Question... is it possible to remove the head and cylinder without having to drain the brand-new transmission oil I had recently put into her before I began the tear-down?

Question... Head Gasket and Cylinder/Cases Gasket... will the previous ones on there most likely tear apart like the Reed Cage one did? If they are most likely to do that I'd rather have the new replacement ones in-hand even before I even begin attempting that portion of this tear-down.


The trans oil doesn't come in contact with the crankcase, so it shouldn't be a problem at all to take the cylinder off without draining the trans. I've done it on my CR many times.
 

know_fear

Member
May 19, 2000
88
0
As IndyMX said the trans oil will be fine. The transmission is separate from the crank.
The base gasket cannot be re-used but they're only 4 or 5 bucks. I think your head gasket is the metal type and they can be re-used if not damaged upon disassembly but use an aerosol spray adhesive gasket sealer on it. You'll need new circlips at the wrist pin as well but they're cheap.
When you have the cyl. off you should disassemble the powervalves and you may find pieces in there that need replacing.
 

TheGDog

Member
Sep 17, 2007
117
0
Aw crap... to take off the Head and the Cylinder.. I'm gonna have to drain the radiator too aren't I?

What's the proper steps for doing that? Umm... I assume you have to just put in new radiator fluid each time you need to do this... right?
 

TheGDog

Member
Sep 17, 2007
117
0
know_fear said:
As IndyMX said the trans oil will be fine. The transmission is separate from the crank.
The base gasket cannot be re-used but they're only 4 or 5 bucks. I think your head gasket is the metal type and they can be re-used if not damaged upon disassembly but use an aerosol spray adhesive gasket sealer on it. You'll need new circlips at the wrist pin as well but they're cheap.
When you have the cyl. off you should disassemble the powervalves and you may find pieces in there that need replacing.
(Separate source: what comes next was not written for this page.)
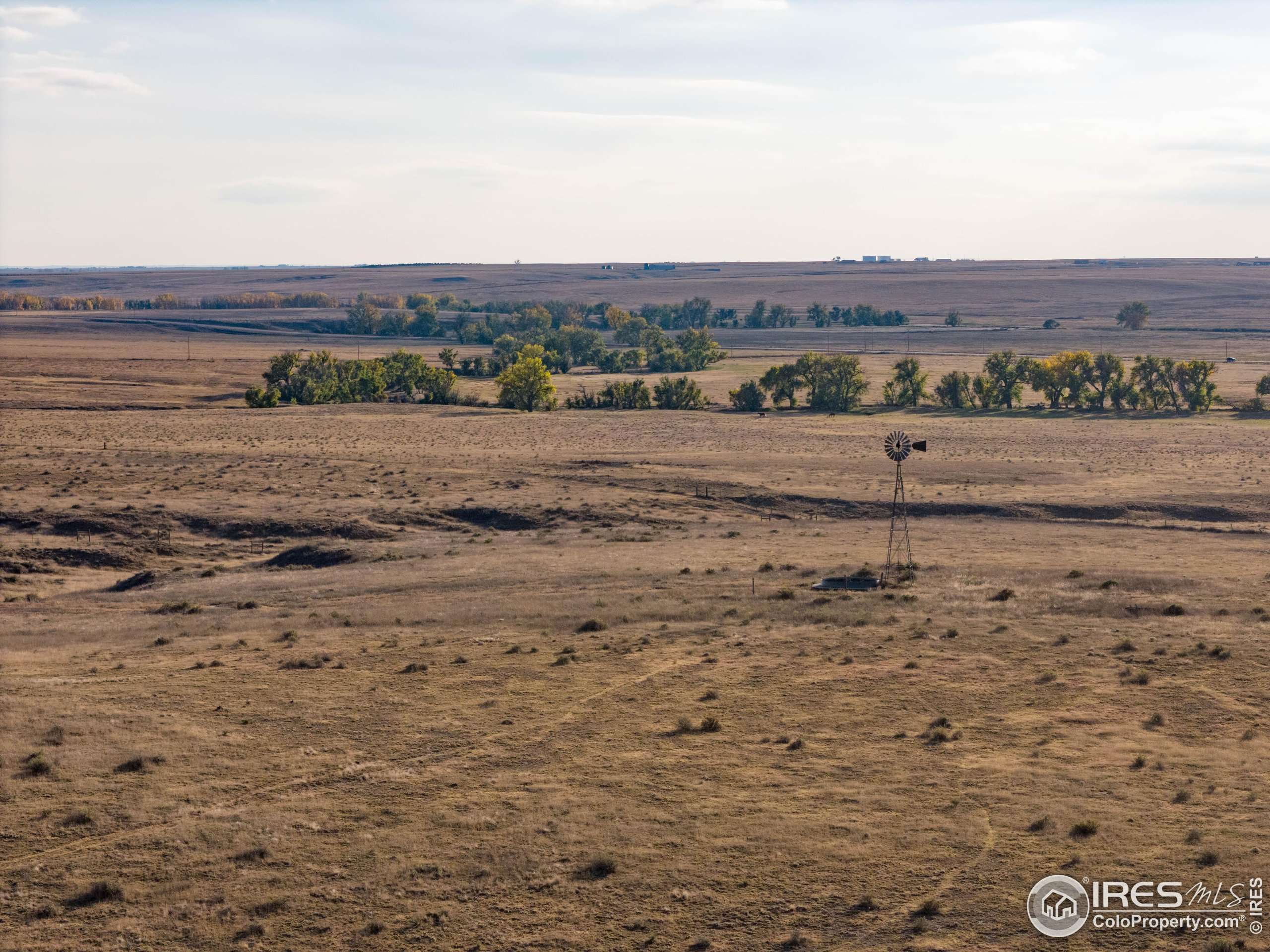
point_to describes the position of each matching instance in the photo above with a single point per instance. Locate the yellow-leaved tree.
(526, 385)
I don't necessarily have to remove the piston after I've taken-off the cylinder.... do I? :whoa:
 

know_fear

Member
May 19, 2000
88
0
You'll have to if you want to check the clearance between the piston and cylinder.
Once you have the piston off the con rod remove the rings then take the piston and cylinder in to your local shop to see if the piston or plating can be re used.
Have you heard the saying "In for a penny, in for a pound" refering to the British monetary pound? A proper rebuild may not be cheap but it's better value that 2 bit rebuild. If you're going to keep the bike do it right but if you plan to sell it then it may be better to go no further than you have already.
A piston sells for around $115. Cylinder plating (if required) is around a couple hundred and a bottom end rebuild is probably 3 hundred more but the feeling of a good strong engine that you saved from the junkpile..........priceless!
 

TheGDog

Member
Sep 17, 2007
117
0
Cool... I'll see when I get the cylinder off. It was running plenty strong once I had changed the plug. the only reason I am at this point now was because the intake from carb to cases was weather-check so I wanted to replace it and put in new reeds while I was at it.
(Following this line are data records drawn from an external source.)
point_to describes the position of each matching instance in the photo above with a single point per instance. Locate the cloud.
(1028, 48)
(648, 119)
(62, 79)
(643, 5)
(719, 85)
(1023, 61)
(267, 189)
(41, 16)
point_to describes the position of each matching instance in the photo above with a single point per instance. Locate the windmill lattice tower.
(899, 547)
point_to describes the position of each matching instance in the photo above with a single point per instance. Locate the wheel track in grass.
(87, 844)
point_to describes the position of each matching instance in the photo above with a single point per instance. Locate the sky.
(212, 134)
Don't think I'll be replacing the piston unless my eyes and my guts tell me something different once I look in there.

Man... this is all takin' forever too cuz da Wifey's BDay is coming up and I'm throwing at party at the house.... so you know how that goes... ya gotta spruce-up everything inside the place, outside the place. We've only been here since March and hadn't even got framed pictures up on the walls yet because we had to deal with the baby being born and yada yada.

Dang man... it's gonna feel good once I finally... finally get over to the other side where it's all back together and runnin' sharp. It's turning into a money pit.. for sure... but oh well... at least I'm learning things along the way... and I'll know she's solid and reliable once done.

And I'll be damned if this things doesn't have the nicest seat I've ever sat on, on a dirt bike before! No more Monkey-butt!